Kimse alınmasın, fakat hakikaten yazarlarına hiç yakışmayan, gülünç çarpıtmalarla dolu yazılar okuyorum. Yasama ve Cumhurbaşkanlığı seçimlerinin aynı gün ve ayrı ayrı yapılması yasama gücüyle yürütme gücünü kesin olarak birbirinden ayıracakmış… Cumhurbaşkanı artık sorumsuz değilmiş, Meclis uygun görürse Yüce Divan sıfatıyla Anayasa Mahkemesi’nde yargılanabilecekmiş… Şimdi hükümeti kuran parti Meclis’i elinde tutuyor, istediği yasayı çıkartıyormuş, oysa artık Meclis bağımsız irade gösterecekmiş, Meclis kişilik kazanıyormuş… 13 üyeli Hakimler Savcılar Kurulu’nun sadece 4 üyesini Cumhurbaşkanı seçecekmiş; 7 üyesi Meclis tarafından seçilecekmiş. (Etti on bir; iki eksik kaldı) İki üye de Adalet Bakanı ve Müsteşarı olacakmış. Kurulun bağımsız ve tarafsız olamayacağına ilişkin kuşkular yersizmiş…
Şaka değil, bunları okuyoruz.
Parti genel başkanı olarak cumhurbaşkanı seçilecek kişinin kendi partisinin milletvekillerini tek tek, isim isim saptayacağını bu arkadaşlar ve hepimiz bilmiyor muyuz? Biliyoruz. Cumhurbaşkanlığı ve Meclis seçimlerinin aynı gün yapılmasının Meclis’e kişilik kazandırmak ve güçleri birbirinden ayırmakta nasıl bir etkisi olacağını bilmiyoruz; ama başkanla Meclis çoğunluğunun aynı partiden olması ihtimalini çok kuvvetlendirdiğini hepimiz bilmiyor muyuz? Biliyoruz. Böylelikle cumhurbaşkanının yasama üyelerinin de çoğunluğunu belirleyecek olduğunu bilmiyor muyuz? Biliyoruz.
Yürütme ve yasama çoğunluğunun bu kadar “uyumlu” (yani tek elden çıkmış) olması durumunda cumhurbaşkanı kanun gücünde kararname çıkarttığında Meclis çoğunluğunun nasıl davranacağını tahmin etmekte zorlanır mıyız?

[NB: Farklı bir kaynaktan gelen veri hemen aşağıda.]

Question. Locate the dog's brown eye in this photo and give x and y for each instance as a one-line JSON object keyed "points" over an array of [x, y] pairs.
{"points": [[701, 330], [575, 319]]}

Sanmıyorum.
Olağanüstü hal ilanına yetkili kılınan başkan bu yetkisini kullandığında, Meclis’in “nereden çıktı şimdi bu“ tepkisi vereceğine inananlar el kaldırsa kaç kişi sayarız?
Keza, böyle bir Meclis’in Cumhurbaşkanı’nı herhangi bir eyleminden sorumlu tutup 400 (yazıyla: Dört yüz) üyenin kararıyla Yüce Divan’a sevk etmesinin cumhurbaşkanının kafasına yıldırım düşmesinden daha mucizevi bir ihtimal olduğunu bu arkadaşlar ve hepimiz bilmiyor muyuz? Biliyoruz. Peki, o Anayasa Mahkemesi’nin 15 üyesinden 12 (yazıyla: On iki) üyesini doğrudan cumhurbaşkanının seçeceğini de bilmiyor muyuz? Biliyoruz.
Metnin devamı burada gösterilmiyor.